G Saunders' Home Page


Overview of Storage

Storage is one of the essential components of information technology, right down there with Computers and Networks in today's infrastructure. Dell's site prominently categorizes Servers, Storage, and Networking. IBM's Marketplace has an IT Infrastructure product page that highlights Servers and Networks, with six links dedicated to Storage: Tape, Cloud, SAN, Flash, SDN, & Disk.

The term 'storage' used alone usually applies to 'secondary storage', not to 'primary storage' aka RAM or memory.

Storage usually refers to HDD-Hard Disk Drives and the SSD-Solid State Drives that are rapidly finding their way into systems today. Magnetic tape, Optical CDs and DVDs, and Flash Memory are also classed as 'secondary storage'. Magnetic tape remains a key component of enterprise and business transaction logging, backup, audit, and recovery procedures.

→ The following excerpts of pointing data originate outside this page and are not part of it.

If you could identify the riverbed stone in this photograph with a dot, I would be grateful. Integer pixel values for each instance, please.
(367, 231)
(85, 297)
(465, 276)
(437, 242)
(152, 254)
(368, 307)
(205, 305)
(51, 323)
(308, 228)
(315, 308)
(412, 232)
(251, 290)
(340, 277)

Storage devices and media can be managed to store data with nearly 100% reliability and availability, much more reliable than storing records on paper. Storage may also be mis-managed and lose data in a disaster, or with an errant or malicious keystroke or mouse-click. Best practices for storage include transaction logging off-site as business is conducted, periodic backups stored off-site, lots of redundency, and well-practiced procedures for recovery back to the point of failure.

Attachment of Storage: Storage is attached to computer systems in several ways: DAS-Direct Attached Storage, NAS-Network Attached Storage, SAN-Storage Area Networks, and modern web-scale and hyperconverged storage systems can manage redundency on a global scale. Data is also stored in 'the cloud', whether private or public.

Disk Geometry & Physics introduces an alphabet soup of abbreviations for concepts required for management of storage on disks: IDE, CHS, LBA, Clusters, Slack Space & Fragmentation, ZDR, &c...

HDD and SSD in a server environment are usually deployed in RAIDs - Redundant Array of Independent Disks, not one at a time. RAIDs increase the reliability of HDD and SDD and can also boost read/write performance relative to stand-alone disks.

Enterprise doesn't run on cheap disks! The ordinary, $79/Terabyte HDD would be beaten to death in a busy database server where the disks are exercised hard 24X7X365. SAS - Serially Attached SCSI drives cost a few times more, spin nearly 2X faster, are engineered for 15 years MTBF and heavy use, and with controllers that can handle 256 HDD or SDD they are born to be RAIDed.

SSD and HDD are struggling for price advantage in 2017, and we're sure SSD will eclipse HDD technology and make HDDs obsolete in the near future. Meanwhile, SSDs are already cheap enough and offer significant advantages like 10X or more faster access with less power-consumption, so they're being used more and more even though they're a few times more expensive TeraByte to TeraByte than HDD.

Off-site Transaction Logging and Backup can ensure as close to 100% durability of data as is possible, beyond 99.9999%, so that a server can be restored to the point of failure following a data disaster.

Modern techniques can provide quick or 'seamless' recovery in the wake of equipment failure or network room or regional disaster so quickly that system users may not be aware that there was a failure.

Without transaction logging and backup of data, systems may not be recovered after a disaster or mistake causes data loss. The cost of system failure without adequate backup can be so great that the business fails in most cases where there was not adequate backup.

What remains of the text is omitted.